Netflix is also “seeing growth everywhere,” according to Spencer Neumann, its CFO. In the combined U.S./Canadian market, “we’re roughly 60 percent penetrated and we’re still growing, so we’re still a very small share of even just pay TV penetration in most markets around the world” and represent a still “small share of viewing,” he said. “So we think we’ve got a lot of headroom in all these markets, and we’re just trying to get a little better every day,” he noted.

Although the U.S. is the “most penetrated market” for Netflix, “we’re still under 10 percent of television viewing time,” Hastings chimed in. Therefore, although
“we’ve got a lot of subscribers here in the U.S…. we still have a lot more viewing time that we would like to earn with an incredible service and incredible content.”

Meanwhile, “Africa has a ton of potential” for Netflix, Hastings also said, noting: “We’re doing more content there [and] we’re growing our membership.”

Increased Competition

Despite Discovery recently launching its own streaming service, Disney Plus expanding in new countries with more content, ViacomCBS unveiling its plans for Paramount Plus this year, and the recent launches of AppleTV Plus, HBO Max and NBCUniversal’s Peacock streaming services, Netflix remains upbeat that it can continue to be dominant in the streaming sector, according to Hastings.

The increased number of major streaming services “signifies that these companies all recognize the future is streaming entertainment, a vision we have been working towards since inception,” Hastings said. “Our strategy is simple: if we can continue to improve Netflix every day to better delight our members, we can be their first choice for streaming entertainment,” he noted.

“This past year is a testament to this approach,” he said, adding: “Disney Plus had a massive first year” – with 87 million paid subscribers – but Netflix “recorded the biggest year of paid membership growth in our history.”

The Numbers

Netflix had 8.5 million paid net additions in Q4 and crossed the 200 million paid memberships mark, the company said. For the full year, it added a record 37 million paid memberships.

For Q1 of 2021, Netflix expects paid net additions of 6 million, down from 15.8 million in Q1 last year, which was helped by the impact from the initial COVID-19 lockdowns, it noted.

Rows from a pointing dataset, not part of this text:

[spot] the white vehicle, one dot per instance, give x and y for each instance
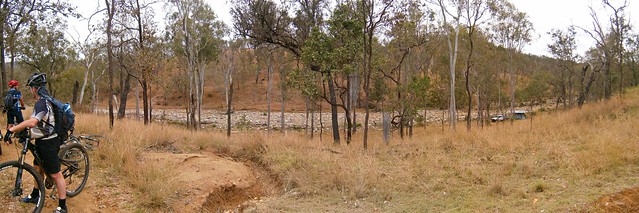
(497, 118)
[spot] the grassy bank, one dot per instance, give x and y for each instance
(558, 161)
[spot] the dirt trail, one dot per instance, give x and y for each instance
(207, 183)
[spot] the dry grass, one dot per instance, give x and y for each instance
(558, 161)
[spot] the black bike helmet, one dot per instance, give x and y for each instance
(37, 80)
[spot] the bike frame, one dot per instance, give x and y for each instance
(28, 146)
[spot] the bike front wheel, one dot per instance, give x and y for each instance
(17, 182)
(75, 167)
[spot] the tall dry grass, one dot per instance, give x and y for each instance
(556, 161)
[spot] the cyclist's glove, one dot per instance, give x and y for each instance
(7, 136)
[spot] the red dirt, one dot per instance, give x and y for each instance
(624, 201)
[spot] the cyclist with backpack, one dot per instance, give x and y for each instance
(13, 104)
(41, 126)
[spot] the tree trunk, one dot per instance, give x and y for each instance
(331, 89)
(124, 93)
(229, 107)
(145, 101)
(110, 11)
(76, 87)
(268, 92)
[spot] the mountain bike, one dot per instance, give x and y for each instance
(90, 142)
(18, 178)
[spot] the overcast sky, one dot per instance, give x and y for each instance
(544, 14)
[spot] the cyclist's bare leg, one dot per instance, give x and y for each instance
(41, 172)
(61, 184)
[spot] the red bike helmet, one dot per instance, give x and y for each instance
(13, 83)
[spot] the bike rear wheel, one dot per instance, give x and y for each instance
(75, 167)
(11, 193)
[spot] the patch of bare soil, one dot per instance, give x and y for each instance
(209, 183)
(624, 201)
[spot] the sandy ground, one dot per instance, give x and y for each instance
(207, 183)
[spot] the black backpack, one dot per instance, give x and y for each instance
(8, 102)
(64, 118)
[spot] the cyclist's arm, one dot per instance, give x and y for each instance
(21, 102)
(31, 122)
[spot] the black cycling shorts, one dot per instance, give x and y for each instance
(48, 152)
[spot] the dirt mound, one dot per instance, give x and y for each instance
(624, 201)
(208, 182)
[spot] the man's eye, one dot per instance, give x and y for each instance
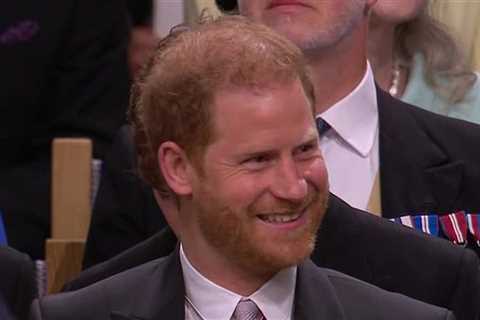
(257, 162)
(306, 150)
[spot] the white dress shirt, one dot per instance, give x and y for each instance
(350, 150)
(212, 302)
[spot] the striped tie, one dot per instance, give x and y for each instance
(247, 310)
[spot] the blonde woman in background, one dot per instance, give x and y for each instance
(417, 61)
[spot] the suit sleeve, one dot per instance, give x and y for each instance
(450, 316)
(466, 297)
(91, 79)
(26, 287)
(35, 313)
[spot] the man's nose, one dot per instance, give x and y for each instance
(289, 183)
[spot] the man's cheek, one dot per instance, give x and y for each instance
(317, 174)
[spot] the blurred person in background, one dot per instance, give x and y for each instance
(17, 284)
(415, 59)
(142, 38)
(64, 73)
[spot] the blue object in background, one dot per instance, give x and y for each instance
(3, 234)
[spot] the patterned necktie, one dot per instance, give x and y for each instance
(322, 126)
(247, 310)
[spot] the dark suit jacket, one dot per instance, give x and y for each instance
(364, 246)
(155, 290)
(17, 284)
(63, 73)
(427, 163)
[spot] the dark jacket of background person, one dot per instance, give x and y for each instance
(156, 290)
(63, 73)
(428, 163)
(359, 244)
(17, 283)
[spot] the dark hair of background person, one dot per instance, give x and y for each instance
(140, 12)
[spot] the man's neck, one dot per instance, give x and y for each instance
(223, 272)
(337, 71)
(381, 51)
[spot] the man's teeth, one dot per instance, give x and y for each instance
(280, 218)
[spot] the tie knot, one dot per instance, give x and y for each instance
(322, 126)
(247, 310)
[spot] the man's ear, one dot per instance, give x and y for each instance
(175, 167)
(369, 5)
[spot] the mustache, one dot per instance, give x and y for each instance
(285, 206)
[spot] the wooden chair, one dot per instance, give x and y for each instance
(71, 210)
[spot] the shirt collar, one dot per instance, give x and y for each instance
(274, 298)
(355, 117)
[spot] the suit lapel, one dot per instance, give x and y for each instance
(315, 297)
(162, 296)
(339, 231)
(416, 175)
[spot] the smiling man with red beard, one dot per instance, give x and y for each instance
(224, 124)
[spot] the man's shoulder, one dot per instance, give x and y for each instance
(361, 300)
(101, 299)
(365, 228)
(442, 129)
(392, 256)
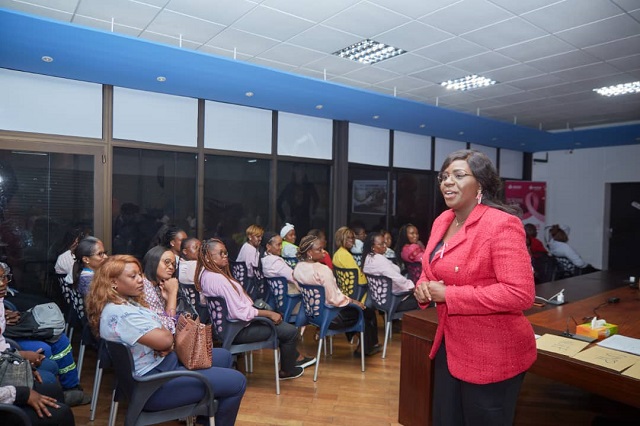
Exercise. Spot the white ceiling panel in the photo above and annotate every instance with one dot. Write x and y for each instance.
(324, 39)
(602, 31)
(223, 12)
(272, 23)
(366, 20)
(466, 16)
(571, 13)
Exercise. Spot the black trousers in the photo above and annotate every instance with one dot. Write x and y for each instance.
(348, 316)
(456, 402)
(287, 338)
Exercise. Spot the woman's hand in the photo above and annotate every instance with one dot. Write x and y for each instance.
(40, 403)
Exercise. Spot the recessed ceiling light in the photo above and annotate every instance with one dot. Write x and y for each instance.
(619, 89)
(369, 52)
(467, 83)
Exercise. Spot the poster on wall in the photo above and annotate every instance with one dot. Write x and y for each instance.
(369, 197)
(531, 197)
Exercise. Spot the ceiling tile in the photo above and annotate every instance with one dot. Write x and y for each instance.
(505, 33)
(463, 17)
(450, 50)
(571, 13)
(316, 11)
(616, 49)
(563, 61)
(366, 20)
(412, 35)
(123, 12)
(537, 48)
(324, 39)
(406, 64)
(602, 31)
(414, 9)
(223, 12)
(290, 54)
(483, 62)
(243, 42)
(271, 23)
(175, 25)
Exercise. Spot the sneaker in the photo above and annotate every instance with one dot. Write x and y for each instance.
(76, 397)
(305, 362)
(295, 373)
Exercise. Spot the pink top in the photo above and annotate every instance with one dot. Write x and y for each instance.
(239, 304)
(378, 264)
(412, 253)
(249, 255)
(319, 274)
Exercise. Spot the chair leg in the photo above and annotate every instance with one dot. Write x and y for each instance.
(315, 373)
(361, 349)
(387, 334)
(277, 368)
(96, 390)
(113, 411)
(81, 359)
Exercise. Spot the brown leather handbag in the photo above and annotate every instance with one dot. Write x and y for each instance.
(193, 343)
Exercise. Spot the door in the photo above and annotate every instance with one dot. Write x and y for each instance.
(624, 227)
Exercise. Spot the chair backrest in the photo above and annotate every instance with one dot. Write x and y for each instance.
(347, 280)
(414, 270)
(380, 291)
(279, 289)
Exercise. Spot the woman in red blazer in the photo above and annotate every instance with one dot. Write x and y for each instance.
(477, 269)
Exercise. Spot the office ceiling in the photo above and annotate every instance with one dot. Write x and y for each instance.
(546, 55)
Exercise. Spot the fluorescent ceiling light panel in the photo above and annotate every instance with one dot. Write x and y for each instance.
(369, 52)
(469, 82)
(619, 89)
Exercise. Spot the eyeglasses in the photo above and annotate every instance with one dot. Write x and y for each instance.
(458, 175)
(169, 262)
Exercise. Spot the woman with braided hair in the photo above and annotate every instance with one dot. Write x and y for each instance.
(215, 280)
(310, 271)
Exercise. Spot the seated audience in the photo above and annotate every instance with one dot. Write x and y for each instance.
(375, 263)
(249, 250)
(118, 312)
(215, 280)
(271, 262)
(310, 271)
(89, 254)
(288, 234)
(326, 260)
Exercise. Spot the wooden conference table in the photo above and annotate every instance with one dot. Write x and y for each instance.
(582, 293)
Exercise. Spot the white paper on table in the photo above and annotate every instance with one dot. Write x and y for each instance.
(622, 343)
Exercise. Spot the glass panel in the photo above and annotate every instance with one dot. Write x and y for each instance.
(42, 196)
(303, 197)
(151, 188)
(236, 195)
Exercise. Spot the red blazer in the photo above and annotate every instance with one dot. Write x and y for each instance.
(489, 279)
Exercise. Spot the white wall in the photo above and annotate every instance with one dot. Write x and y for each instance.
(576, 183)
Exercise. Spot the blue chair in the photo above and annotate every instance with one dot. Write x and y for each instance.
(347, 280)
(225, 331)
(321, 315)
(137, 390)
(382, 298)
(280, 298)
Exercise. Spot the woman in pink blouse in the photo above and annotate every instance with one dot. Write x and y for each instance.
(216, 281)
(376, 263)
(310, 271)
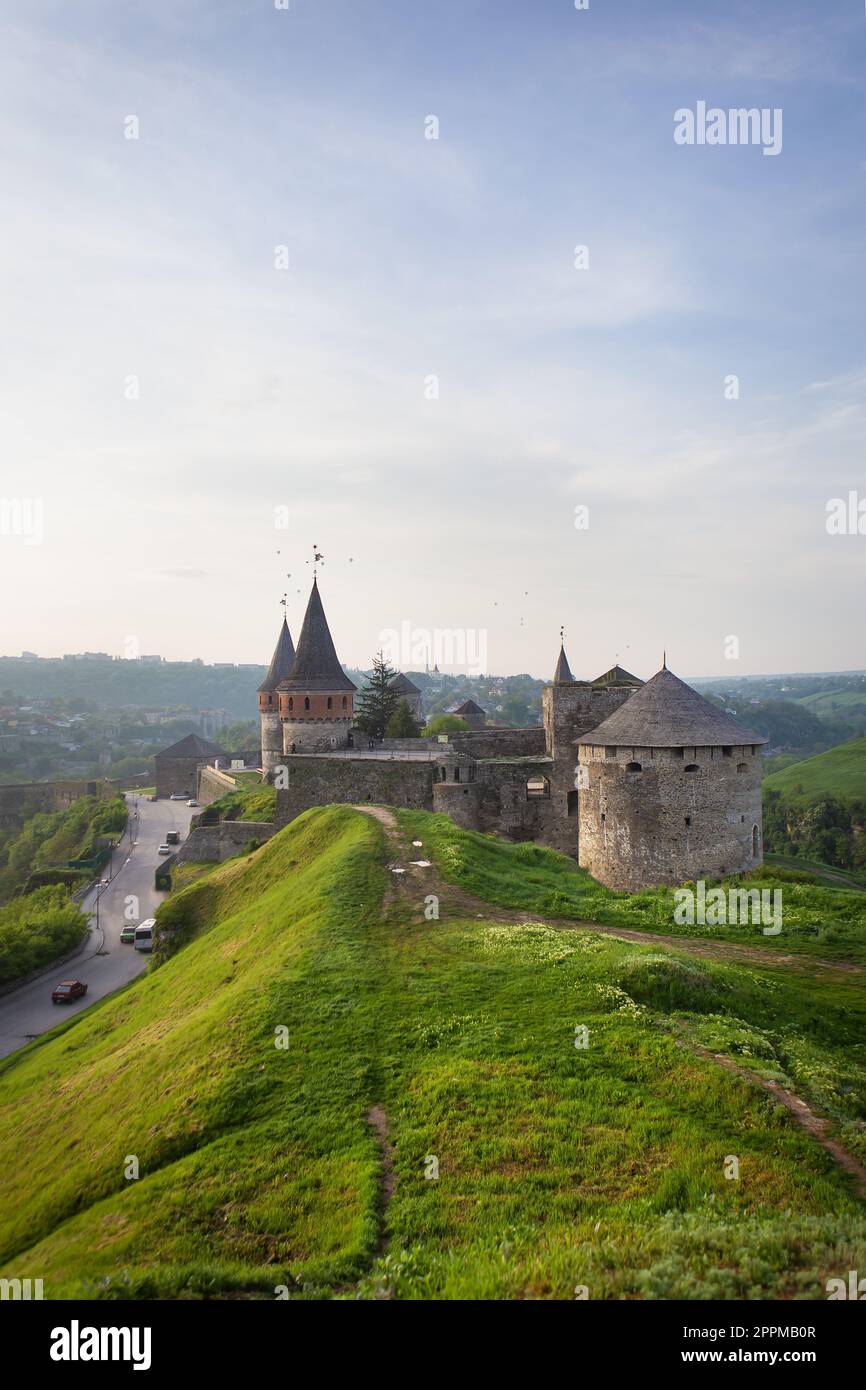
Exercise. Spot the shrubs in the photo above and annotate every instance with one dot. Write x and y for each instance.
(666, 983)
(36, 929)
(52, 840)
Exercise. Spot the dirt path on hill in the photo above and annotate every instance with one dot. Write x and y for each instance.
(378, 1123)
(463, 904)
(802, 1114)
(466, 905)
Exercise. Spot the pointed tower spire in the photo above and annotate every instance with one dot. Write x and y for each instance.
(562, 676)
(281, 660)
(316, 666)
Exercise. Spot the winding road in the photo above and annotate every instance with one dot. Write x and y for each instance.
(102, 962)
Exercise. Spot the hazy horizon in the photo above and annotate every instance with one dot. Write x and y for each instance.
(171, 395)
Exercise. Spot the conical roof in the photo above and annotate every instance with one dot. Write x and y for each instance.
(562, 676)
(617, 676)
(281, 660)
(316, 666)
(669, 713)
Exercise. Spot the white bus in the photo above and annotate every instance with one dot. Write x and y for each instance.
(143, 934)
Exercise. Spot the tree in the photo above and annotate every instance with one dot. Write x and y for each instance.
(445, 724)
(402, 723)
(377, 701)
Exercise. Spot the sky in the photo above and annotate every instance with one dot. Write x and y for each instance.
(284, 316)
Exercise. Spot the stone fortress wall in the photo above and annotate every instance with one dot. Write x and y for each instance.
(669, 815)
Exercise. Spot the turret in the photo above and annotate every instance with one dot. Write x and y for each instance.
(268, 702)
(316, 695)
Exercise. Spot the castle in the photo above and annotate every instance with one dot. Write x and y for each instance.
(642, 783)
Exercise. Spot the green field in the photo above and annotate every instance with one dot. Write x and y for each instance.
(829, 702)
(840, 772)
(414, 1044)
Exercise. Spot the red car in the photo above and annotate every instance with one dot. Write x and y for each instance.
(68, 990)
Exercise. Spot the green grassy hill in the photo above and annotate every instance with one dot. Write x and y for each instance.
(830, 704)
(840, 772)
(414, 1044)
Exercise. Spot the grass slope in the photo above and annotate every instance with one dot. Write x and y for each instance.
(840, 772)
(558, 1165)
(816, 920)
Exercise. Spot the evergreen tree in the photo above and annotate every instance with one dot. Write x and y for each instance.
(377, 701)
(402, 723)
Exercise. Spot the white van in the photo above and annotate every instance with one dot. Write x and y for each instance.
(143, 934)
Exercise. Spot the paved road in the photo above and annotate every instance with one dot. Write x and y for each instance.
(102, 962)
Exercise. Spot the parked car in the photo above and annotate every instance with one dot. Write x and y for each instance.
(143, 934)
(68, 990)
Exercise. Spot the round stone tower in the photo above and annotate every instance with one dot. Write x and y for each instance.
(316, 695)
(268, 702)
(669, 791)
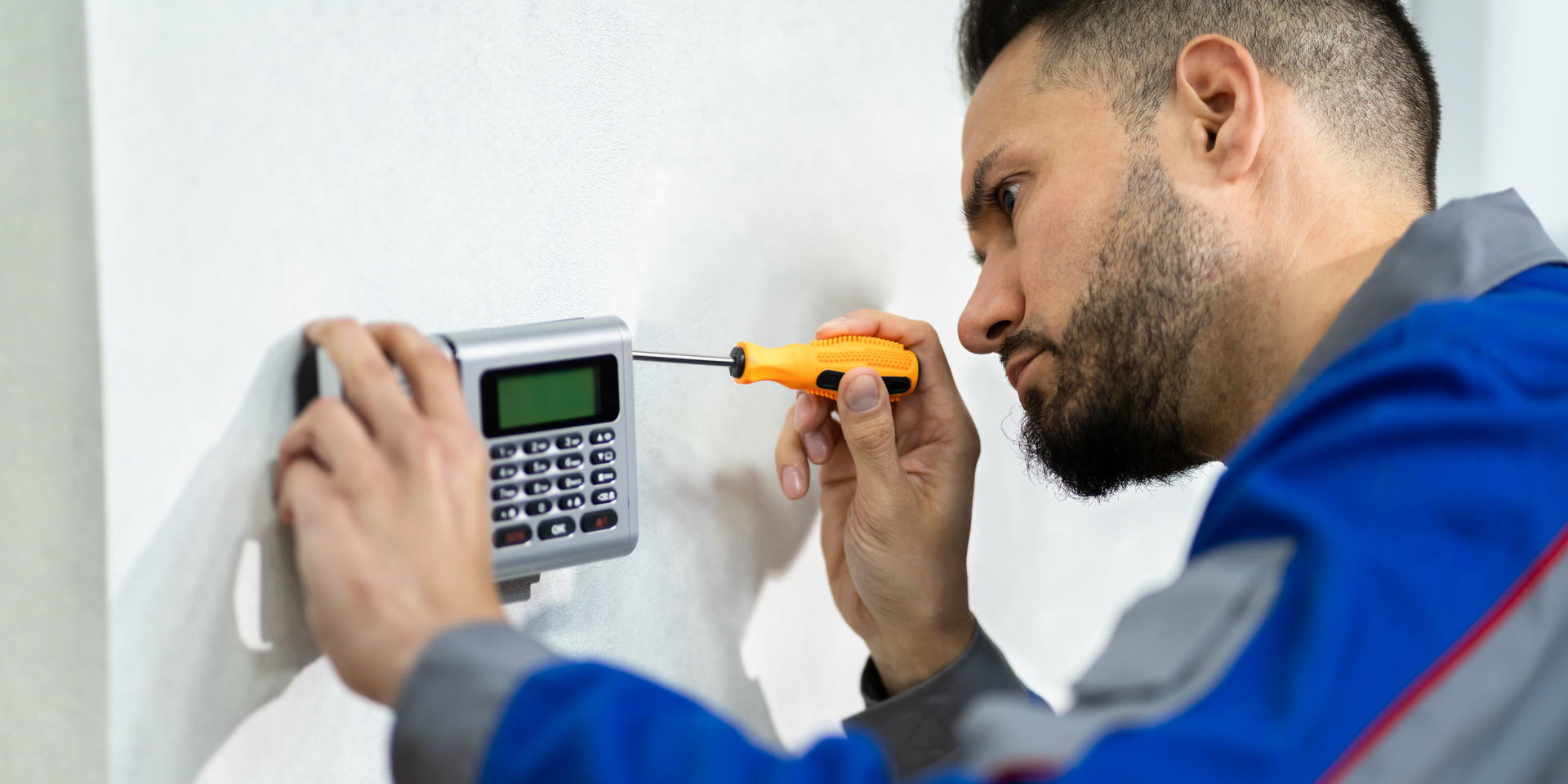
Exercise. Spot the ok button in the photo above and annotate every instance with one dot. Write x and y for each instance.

The company, meanwhile, reported Q4 revenue grew 21.5% to $6.6 billion and revenue for the year increased 24% from 2019 to $25 billion. However, Q4 profit fell to $542 million ($1.19 a share) from $587 million ($1.30 a share).

The subscriber growth has happened despite Netflix raising pricing during Q4 in the U.S. and in December in the U.K., Neumann pointed out. That is because
“we’re continuing to increase the variety and value of what we’re delivering for our members,” he said.

The Netflix Q4 financial and subscriber results were “better than expected,” Jeffrey Wlodarczak, Pivotal Research Group analyst, said in a research note.

“Importantly, while NFLX beat subscriber expectations in all major territories, NFLX’s most mature market” — the U.S./Canada – “reported materially better than expected nearly +900K net new subscribers (vs. our +375K expectation) which highlights that the ultimate penetration for NFLX services globally could be higher than anticipated,” he said.